Cette résurrection spectaculaire contraste fortement avec les résultats désastreux de l’année précédente, où le groupe avait enregistré une perte record de 17,9 milliards d’euros, portant sa dette à près de 65 milliards. Les difficultés rencontrées en 2022, notamment la crise de la corrosion sous contrainte dans certaines centrales nucléaires, avaient entraîné une chute drastique de la production et des importations coûteuses sur le marché de l’électricité.
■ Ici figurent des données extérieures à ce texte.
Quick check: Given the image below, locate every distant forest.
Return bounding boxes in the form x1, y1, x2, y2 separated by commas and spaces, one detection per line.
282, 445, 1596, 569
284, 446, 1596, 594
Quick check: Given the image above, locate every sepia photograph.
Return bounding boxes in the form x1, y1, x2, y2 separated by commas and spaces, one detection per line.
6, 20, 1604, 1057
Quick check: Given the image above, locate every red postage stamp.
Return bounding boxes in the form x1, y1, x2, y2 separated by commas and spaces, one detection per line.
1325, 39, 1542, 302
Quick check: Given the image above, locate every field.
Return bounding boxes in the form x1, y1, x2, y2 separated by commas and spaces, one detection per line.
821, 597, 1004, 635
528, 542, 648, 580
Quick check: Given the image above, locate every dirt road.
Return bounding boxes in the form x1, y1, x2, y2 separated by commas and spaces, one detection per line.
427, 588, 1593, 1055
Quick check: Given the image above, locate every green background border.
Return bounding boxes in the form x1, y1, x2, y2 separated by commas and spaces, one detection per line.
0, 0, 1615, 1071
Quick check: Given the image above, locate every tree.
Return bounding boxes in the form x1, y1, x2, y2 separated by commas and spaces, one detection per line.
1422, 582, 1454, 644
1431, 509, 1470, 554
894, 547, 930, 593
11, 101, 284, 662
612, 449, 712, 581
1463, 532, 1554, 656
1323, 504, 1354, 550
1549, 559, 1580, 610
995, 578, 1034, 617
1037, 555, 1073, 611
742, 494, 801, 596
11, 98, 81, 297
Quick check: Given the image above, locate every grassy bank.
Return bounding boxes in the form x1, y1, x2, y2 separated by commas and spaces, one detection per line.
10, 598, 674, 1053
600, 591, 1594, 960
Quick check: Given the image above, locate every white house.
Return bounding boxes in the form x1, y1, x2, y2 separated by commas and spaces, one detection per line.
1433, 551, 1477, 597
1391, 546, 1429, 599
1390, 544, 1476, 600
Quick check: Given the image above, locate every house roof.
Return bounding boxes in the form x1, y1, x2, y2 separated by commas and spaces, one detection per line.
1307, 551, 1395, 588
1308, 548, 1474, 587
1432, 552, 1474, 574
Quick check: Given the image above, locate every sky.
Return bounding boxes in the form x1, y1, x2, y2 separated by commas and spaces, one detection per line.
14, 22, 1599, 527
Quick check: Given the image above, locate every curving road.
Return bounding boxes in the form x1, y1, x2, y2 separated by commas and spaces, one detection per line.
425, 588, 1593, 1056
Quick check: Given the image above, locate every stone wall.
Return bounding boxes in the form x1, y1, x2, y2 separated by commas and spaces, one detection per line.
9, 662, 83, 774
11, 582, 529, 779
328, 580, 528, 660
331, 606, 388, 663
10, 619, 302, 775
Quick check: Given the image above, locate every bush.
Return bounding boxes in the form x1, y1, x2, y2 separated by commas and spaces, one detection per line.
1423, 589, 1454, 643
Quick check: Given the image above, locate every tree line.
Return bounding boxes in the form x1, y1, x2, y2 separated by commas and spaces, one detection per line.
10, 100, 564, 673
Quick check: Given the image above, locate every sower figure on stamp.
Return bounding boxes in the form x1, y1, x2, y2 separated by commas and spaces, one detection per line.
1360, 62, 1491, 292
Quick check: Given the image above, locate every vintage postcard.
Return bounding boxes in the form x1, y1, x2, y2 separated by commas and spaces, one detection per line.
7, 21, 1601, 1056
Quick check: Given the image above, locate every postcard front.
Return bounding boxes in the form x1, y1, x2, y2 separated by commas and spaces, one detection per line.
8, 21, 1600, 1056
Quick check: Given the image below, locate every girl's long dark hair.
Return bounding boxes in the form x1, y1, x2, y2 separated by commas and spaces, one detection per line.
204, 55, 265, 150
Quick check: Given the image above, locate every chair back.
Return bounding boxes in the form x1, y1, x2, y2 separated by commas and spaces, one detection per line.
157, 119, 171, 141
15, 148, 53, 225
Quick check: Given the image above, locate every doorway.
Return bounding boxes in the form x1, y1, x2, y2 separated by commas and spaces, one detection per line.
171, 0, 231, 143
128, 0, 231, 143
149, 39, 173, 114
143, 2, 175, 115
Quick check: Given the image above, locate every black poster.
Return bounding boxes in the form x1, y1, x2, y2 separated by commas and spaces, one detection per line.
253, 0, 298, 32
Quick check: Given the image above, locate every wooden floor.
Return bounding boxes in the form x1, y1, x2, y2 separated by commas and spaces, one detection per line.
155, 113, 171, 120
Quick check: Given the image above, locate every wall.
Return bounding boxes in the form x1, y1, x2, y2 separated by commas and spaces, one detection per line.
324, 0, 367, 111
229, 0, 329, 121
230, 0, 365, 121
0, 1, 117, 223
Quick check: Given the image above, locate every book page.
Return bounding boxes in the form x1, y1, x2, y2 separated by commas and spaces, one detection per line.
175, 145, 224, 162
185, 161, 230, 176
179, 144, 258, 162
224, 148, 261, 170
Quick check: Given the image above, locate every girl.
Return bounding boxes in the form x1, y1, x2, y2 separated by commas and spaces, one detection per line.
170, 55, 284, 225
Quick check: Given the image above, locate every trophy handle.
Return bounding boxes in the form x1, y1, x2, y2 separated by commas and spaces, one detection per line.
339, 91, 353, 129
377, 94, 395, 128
Cependant, l’année 2023 a marqué un renversement de situation remarquable pour EDF. Sous la direction de Luc Rémont, l’entreprise s’est concentrée sur l’amélioration de son efficacité opérationnelle, ce qui s’est traduit par une augmentation significative de la production nucléaire en France, atteignant 320 térawattheures. Les prévisions pour les années à venir sont également encourageantes, avec une trajectoire de production confirmée par EDF, bien que encore en deçà des ambitions initiales pour 2030.

En parallèle, la production hydraulique a également enregistré une croissance remarquable de 19,4%, atteignant 38,7 térawattheures. Ces deux sources d’énergie, nucléaire et hydraulique, demeurent les piliers de la production d’électricité du groupe, qui continue également de développer ses capacités dans les énergies renouvelables telles que l’éolien et le photovoltaïque.

Malgré ces succès, EDF doit faire face à des défis persistants, notamment d’importants investissements nécessaires pour maintenir et moderniser son parc de production, ainsi que pour répondre aux exigences de la transition énergétique. Le groupe est également confronté au défi du nouveau nucléaire, avec un programme d’investissement estimé entre 50 et 60 milliards d’euros pour la construction de nouveaux réacteurs EPR2.

Alors que les défis restent nombreux, le redressement impressionnant d’EDF en 2023 témoigne de la résilience de l’entreprise et de son engagement à répondre aux besoins énergétiques de la France et du monde.